October 13, 2008
Keeping You Updated On The Market
Mortgage Rate Outlook
Measures of consumer moods recently moved off lows, following the decline in gas prices. During September, the Conference Board’s review of Consumer Confidence ticked up to a reading of 59.8, up from August’s 56.9 level and exhibiting mild but steady improvement off June’s lows.
If job markets continue to decline, such optimism may grow harder to find. Weekly unemployment claims rang in at a hurricane-goosed 497,000 for the week ending September 27, but regardless of the reason, new claims remain high. As well, while the loss of jobs during this downturn has been mild compared to historical patterns, it does seem to be deepening.

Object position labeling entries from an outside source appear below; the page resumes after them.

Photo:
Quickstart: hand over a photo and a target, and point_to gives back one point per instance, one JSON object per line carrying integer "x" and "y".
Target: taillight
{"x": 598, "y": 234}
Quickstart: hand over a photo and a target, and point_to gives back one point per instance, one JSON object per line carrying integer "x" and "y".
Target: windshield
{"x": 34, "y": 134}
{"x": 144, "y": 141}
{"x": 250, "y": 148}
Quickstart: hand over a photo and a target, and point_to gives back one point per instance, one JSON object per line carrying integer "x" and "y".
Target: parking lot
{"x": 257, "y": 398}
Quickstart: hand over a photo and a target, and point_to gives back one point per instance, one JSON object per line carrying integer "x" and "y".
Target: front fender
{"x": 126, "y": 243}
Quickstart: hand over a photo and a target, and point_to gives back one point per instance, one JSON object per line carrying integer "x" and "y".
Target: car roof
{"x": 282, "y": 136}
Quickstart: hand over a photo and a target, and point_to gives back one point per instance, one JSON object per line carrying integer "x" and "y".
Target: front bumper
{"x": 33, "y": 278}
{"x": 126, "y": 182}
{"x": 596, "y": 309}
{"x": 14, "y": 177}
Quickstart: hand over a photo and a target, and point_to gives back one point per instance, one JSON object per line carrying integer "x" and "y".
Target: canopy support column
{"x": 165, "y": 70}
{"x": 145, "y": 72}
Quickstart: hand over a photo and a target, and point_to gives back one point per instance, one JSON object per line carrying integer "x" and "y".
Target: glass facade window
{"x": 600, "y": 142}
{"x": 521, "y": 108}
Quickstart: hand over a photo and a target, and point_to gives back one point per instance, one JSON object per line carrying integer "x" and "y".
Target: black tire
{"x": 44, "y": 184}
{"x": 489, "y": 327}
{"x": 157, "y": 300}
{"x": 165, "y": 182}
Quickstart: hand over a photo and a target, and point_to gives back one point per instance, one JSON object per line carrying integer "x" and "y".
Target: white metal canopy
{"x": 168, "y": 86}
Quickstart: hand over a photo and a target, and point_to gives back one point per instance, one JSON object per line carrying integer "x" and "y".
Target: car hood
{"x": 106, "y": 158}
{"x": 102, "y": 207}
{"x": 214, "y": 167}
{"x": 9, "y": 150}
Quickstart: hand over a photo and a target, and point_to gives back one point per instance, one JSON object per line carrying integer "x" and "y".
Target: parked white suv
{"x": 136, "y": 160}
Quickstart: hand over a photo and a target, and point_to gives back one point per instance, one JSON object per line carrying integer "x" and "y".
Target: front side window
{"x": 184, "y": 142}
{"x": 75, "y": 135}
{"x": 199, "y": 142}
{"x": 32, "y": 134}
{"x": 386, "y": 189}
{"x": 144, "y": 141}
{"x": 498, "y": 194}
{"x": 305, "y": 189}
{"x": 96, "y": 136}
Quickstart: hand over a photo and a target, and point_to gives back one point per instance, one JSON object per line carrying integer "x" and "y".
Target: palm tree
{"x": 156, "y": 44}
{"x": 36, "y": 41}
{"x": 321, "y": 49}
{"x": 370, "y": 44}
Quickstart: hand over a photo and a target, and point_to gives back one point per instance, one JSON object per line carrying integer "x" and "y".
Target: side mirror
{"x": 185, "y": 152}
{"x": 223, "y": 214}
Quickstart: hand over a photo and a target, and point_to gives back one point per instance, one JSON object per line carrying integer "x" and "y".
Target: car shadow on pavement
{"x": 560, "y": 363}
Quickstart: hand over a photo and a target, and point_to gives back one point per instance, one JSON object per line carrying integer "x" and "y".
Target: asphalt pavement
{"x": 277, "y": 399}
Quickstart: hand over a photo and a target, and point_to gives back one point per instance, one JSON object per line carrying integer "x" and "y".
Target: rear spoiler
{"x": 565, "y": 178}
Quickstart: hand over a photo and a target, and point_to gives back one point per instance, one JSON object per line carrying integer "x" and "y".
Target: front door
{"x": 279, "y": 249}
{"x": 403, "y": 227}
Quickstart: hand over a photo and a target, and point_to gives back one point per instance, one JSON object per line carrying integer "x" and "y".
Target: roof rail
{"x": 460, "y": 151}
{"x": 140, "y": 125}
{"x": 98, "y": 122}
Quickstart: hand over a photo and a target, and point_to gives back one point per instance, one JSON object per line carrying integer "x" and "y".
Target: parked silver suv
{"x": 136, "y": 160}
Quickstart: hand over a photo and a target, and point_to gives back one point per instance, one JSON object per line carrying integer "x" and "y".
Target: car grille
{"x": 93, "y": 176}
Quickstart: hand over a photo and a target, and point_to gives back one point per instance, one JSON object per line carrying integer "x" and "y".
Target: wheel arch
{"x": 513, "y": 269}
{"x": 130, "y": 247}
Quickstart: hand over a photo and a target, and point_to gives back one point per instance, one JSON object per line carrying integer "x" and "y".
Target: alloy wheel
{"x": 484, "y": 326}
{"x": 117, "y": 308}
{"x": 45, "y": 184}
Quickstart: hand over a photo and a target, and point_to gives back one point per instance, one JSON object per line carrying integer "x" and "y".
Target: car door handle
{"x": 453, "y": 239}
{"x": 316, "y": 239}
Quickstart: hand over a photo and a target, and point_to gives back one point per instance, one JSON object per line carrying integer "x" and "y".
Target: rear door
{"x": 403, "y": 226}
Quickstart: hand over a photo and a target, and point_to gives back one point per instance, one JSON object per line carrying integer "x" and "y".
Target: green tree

In September, the economy shed 159,000 jobs, the ninth consecutive month of job losses, now nearly at an accumulated 750,000 since the turn of the year. The nation’s unemployment rate remained at 6.1% for the month, but given the gyrations in financial circles over the past fourweeks, and other markets so dependent upon them, more layoffs seem destined to come.
Now that we’ve got a "rescue" or "support" plan in place – please don’t call it a "bailout" — where do we go from here? Financial conditions should be improving, at least slightly, in the weeks ahead; inflation seems to be waning, at least for the moment, and markets have been flooded with liquidity, not that it’s making it out to main street just yet.
We’re hopeful that it will; in these times of unprecedented government moves to kick-start markets, it’s no longer too far-fetched to think that more aggressive and direct government moves into other areas of lending can’t occur, if the banks remain unwilling or unable to do it. More likely, pressure will be exerted to get things moving, even if rates don’t fall right away. We’ll see where that goes.
Filed under Elite News & Updates by Elite Realty Services

Comments on Keeping You Updated On The Market »
Thank you Chris, how about a local market update (tri-county)?